Like any seismic event, the result of the Super Bowl will send out shockwaves.
Until this season, all of Tom Brady's accolades came with the New England Patriots, his legacy intertwined with that of Pats head coach Bill Belichick.
That list of accolades is extensive.
Prior to joining the Tampa Bay Buccaneers, Brady racked up 219 regular-season wins as a starter. He and Belichick won a record 17 AFC East titles – the most division titles in league history – and rattled off 11 straight from 2009 to '19.
Their numbers in the postseason are just as impressive. A total of 30 playoff wins, most in league history. The most Super Bowl MVP awards (four) for Brady. And of course, a record six Super Bowl victories as a coach-quarterback duo.
The ties with Belichick run deep, and the debate when the duo dominated the NFL for just shy of two decades revolved around who deserved more credit.
That discussion was, by and large, a futile one, as there was very little to point to where Brady and Belichick didn't coexist in New England.
Drafted in 2000, Brady didn't start his rookie season, as the Patriots went 5-11 with Drew Bledsoe playing quarterback.
When Bledsoe got injured in Week 1 of the 2001 season, Brady took the reins and didn't look back for 18 full seasons. (His 2008 season was lost to injury in Week 1.)
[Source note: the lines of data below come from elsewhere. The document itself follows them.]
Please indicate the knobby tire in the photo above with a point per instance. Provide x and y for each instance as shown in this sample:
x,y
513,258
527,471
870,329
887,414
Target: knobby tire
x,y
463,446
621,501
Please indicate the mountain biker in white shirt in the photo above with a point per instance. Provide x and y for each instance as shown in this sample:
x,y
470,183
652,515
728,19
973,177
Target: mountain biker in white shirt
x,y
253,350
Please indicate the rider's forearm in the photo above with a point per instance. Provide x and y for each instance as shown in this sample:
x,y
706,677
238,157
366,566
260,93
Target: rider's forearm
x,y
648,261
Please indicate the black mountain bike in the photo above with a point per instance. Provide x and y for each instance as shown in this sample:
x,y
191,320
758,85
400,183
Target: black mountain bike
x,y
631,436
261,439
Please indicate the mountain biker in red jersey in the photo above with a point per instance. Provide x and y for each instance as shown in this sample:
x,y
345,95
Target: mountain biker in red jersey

The Pats went 11-5 without Brady that season, missing the playoffs, and that planted the seed of the notion that Belichick could win without Brady.
But Brady was back by the next season, and he and Belichick resumed their winning ways — racking up the aforementioned accolades — until they parted last season.
As Brady took the previously 7-9 Buccaneers to their first Super Bowl appearance since 2003, the Patriots struggled to, coincidentally, a 7-9 record in their first season of the post-Brady era.
The separation of Brady and Belichick has resumed the question of credit for the Patriots dynasty.
On Wednesday's episode of "Speak For Yourself," Emmanuel Acho called a Brady win in the Super Bowl a "terrible look" for Belichick.
"We don't have to wonder what would've happened if Tom Brady's without Belichick because we're seeing it in front of our very eyes. Tom Brady, without Bill Belichick, is back in the Super Bowl. Tom Brady, without Bill Belichick, may win a Super Bowl. ... Terrible, terrible, terrible look for Bill Belichick that Tom Brady's having this much success without him."
Nick Wright agreed when asked on "First Things First" if Belichick's legacy could take a hit from Brady's success outside of New England.
"Fair or not, you know the stories that would be written in 10 or 15 years if Bill Belichick never makes another Super Bowl, if he never makes another deep playoff run. ... If that is what happens, then ... they still might call him the GOAT, but it will be easier to catch [Belichick], and the résumé won't be as impenetrable because of what Brady has done outside of the cocoon of New England."
Belichick's not alone in his camp, however. Marcellus Wiley saw the situation in a different light.
"You're on this seesaw, where it has to have an adverse effect based on what you do. I'm not on that seesaw because I have seen this situation play out before, where it didn't hurt someone's legacy because of a departure and success in that departure."
There will be no shortage of eyeballs on the Super Bowl, but it might be fair to say that a certain set will belong to a man in the Boston area who has additional interest.